Juru Kampanye Hutan Greenpeace Teguh Surya mengungkapkan, menteri harus memastikan PP Gambut direvisi demi memperkuat komitmen presiden dalam melindungi gambut secara total. Ia menekan kan agar revisi dilakukan atas landasan keilmuan dibarengi unsur kehati-hatian. Sebab, para kelompok ahlipun terbelah. Ada kelompok yang telah terpengaruh dunia usaha.
 
“Pada dasarnya, pengelolaan hutan tanaman industri dan sawit di lahan gambut jelas tindakan bunuh diri ekosistem,” tuturnya. Alasannya, pengelolaan gambut mesti dengan tanaman yang beradaptasi dengan gambut. Makanya, tak boleh ada kanalisasi yang mengeringkan lahan.
 
Aturan peralihan dan penutupan lahan, lanjut dia, masih menjadi batu ganjalan dalam melindungi ekosistem gambut. Makanya, dalam menegaskan komitmen, Menteri perlu segera mereview perizinan, terutama di lahan gambut sebagaimana dijanjikan presiden.
 
Pengawasan
 
Menyikapi rencana revisi PP No 71/2014 tentang kebijakan perlindungan dan pengelolaan ekosistem gambut, pakar gambut dari Universitas Riau, Haris Gunawan, menyatakan, PP tersebut sudah ideal, khususnya aturan soal batas air 0,4 meter di bawah permukaan lahan gambut. “Bahkan idealnya 0,2 meter,” katanya, akhir pekan lalu.
 
Tugas pemerintah saat ini justru pemerintah harus lebih menaruh perhatian terhadap pengimplementasian dan pembangunan sistem pengawasan. Berdasarkan pengalaman, sebut dia, Indonesia kerap punya aturan tapi lemah pengawasan.
 
Contohnya, larangan pengelolaan lahan gambut tiga meter ke atas hanya sebatas kebijakan yang tertulis di atas kertas. Praktiknya di daerah, banyak pengusahaan di lahan gambut melanggarnya.
 
Dijelaskannya, saat ini Sumatra memiliki 7 juta hektare lahan gambut, dan sekitar 2,7 juta hingga 3 juta hektare telah dimanfaatkan untuk hutan tanaman industri (HTI), seperti akasia dan sawit. Sisanya, sekitar 4 juta hektare masih alamiah.
 
Ia mengatakan, untuk meningkatkan produktivitas dan pemanfaatan lahan gambut, pengusaha tidak harus mengubah karakteristik lahan gambut yang basah dan alami lantas berujung kebakaran hutan.
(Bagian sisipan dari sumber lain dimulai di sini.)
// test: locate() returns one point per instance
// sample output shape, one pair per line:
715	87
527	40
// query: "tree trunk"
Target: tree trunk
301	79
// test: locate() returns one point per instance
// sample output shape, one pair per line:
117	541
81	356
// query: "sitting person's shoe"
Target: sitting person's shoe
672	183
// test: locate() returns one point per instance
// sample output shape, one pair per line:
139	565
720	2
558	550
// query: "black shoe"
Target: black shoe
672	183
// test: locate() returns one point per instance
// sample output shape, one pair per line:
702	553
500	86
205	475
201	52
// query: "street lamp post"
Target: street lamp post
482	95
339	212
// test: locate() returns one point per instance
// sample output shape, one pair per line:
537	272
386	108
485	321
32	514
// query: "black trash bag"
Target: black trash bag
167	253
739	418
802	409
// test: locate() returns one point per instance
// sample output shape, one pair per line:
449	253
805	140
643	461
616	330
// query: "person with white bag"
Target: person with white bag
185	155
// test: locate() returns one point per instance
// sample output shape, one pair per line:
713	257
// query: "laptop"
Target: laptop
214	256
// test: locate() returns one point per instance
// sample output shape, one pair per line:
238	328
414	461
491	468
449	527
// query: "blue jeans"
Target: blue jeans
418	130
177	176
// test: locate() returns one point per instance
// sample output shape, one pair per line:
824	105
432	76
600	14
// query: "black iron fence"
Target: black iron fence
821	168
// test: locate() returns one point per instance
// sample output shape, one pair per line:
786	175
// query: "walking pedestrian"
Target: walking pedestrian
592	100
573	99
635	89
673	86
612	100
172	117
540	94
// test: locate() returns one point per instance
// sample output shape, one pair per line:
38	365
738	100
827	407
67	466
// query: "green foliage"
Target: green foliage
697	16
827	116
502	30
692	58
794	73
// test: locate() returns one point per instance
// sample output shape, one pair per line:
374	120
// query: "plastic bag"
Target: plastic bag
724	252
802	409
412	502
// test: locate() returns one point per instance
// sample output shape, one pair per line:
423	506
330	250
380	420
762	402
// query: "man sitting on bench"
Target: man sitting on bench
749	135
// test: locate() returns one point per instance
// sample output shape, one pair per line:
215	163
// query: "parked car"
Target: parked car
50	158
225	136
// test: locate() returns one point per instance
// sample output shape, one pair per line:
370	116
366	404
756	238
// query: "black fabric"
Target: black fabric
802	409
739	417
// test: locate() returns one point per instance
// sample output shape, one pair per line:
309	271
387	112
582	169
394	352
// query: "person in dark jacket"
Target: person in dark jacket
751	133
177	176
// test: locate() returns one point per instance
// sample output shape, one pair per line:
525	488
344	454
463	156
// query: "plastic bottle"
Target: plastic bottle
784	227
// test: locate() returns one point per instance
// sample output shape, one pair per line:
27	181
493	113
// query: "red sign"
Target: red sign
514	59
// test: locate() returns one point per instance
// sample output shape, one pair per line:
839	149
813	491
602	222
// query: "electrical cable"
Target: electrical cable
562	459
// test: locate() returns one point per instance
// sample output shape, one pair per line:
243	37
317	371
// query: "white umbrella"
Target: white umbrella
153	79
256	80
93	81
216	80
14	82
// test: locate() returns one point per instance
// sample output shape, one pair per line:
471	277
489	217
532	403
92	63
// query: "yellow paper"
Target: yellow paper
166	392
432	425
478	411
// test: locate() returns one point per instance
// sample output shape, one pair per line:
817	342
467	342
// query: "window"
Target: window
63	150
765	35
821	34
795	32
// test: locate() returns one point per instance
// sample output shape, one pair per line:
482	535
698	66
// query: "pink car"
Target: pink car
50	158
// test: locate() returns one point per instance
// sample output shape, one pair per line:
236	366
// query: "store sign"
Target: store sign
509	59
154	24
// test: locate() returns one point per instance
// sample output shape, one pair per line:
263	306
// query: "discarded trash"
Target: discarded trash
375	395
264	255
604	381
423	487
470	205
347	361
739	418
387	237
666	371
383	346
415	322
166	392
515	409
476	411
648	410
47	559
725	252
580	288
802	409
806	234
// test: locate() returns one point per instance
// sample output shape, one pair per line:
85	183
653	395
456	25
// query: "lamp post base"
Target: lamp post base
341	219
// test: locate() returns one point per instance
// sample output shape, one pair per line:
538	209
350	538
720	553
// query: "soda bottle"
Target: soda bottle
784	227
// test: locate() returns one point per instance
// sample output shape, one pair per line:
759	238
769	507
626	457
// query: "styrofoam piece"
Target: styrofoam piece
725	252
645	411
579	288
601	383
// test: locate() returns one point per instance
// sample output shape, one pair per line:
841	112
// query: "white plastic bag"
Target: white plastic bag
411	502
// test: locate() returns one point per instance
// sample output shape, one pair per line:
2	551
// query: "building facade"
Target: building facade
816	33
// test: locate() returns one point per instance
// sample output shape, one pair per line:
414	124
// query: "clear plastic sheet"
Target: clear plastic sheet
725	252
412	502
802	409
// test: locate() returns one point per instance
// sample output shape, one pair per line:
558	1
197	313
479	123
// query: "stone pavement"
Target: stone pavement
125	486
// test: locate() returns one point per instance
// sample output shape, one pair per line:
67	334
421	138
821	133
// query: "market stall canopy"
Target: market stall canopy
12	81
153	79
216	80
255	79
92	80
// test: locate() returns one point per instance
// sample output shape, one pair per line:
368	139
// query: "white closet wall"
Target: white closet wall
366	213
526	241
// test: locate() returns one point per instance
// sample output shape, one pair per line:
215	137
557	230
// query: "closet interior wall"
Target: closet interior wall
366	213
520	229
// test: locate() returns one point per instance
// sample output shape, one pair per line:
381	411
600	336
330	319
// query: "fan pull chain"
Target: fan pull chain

Seharusnya, mereka dapat memasukkan unsur teknologi dengan prinsip meningkatkan produksi tanpa harus memperluas HTI. “Misal, HTI 3 juta hektare, value jadi 7 juta hektare, tapi lahan tetap 3 juta hektare,” ujarnya.
 
Peneliti Gambut dari Universitas Gadjah Mada (UGM) Azwar Maas mengatakan, batas air 0,4 meter di bawah permukaan lahan gambut sebagaimana tertuang dalam Peraturan Pemerintah (PP) Nomor 71 Tahun 2014 mesti direvisi menjadi lebih rendah lagi, yakni 0,2 meter. Sebab, batas air yang diatur sekarang masih kerap menyulut kebakaran serta membuat lahan menjadi kering ketika kemarau.
 
“Terlebih di perkebunan sawit yang umumnya batas air di bawah permukaan lahan melebihi 0,4 meter,” ujar Azwar Maas. Batas air perlu diturunkan, kata dia, agar ke bakaran hutan di Riau yang telah terjadi selama 17 tahun dapat berhenti.
 
Dijelaskannya, membahas lahan gambut harus pula membicarakan hukum air yang mengalir dari atas ke bawah. Ketika kubah gambut ditoreh oleh kanal-kanal seenaknya, maka air akan lepas. Maka, mempertahankan kubah gambut sangat penting agar sumber air terpenuhi sepanjang tahun, terhindar dari banjir maupun kekeringan.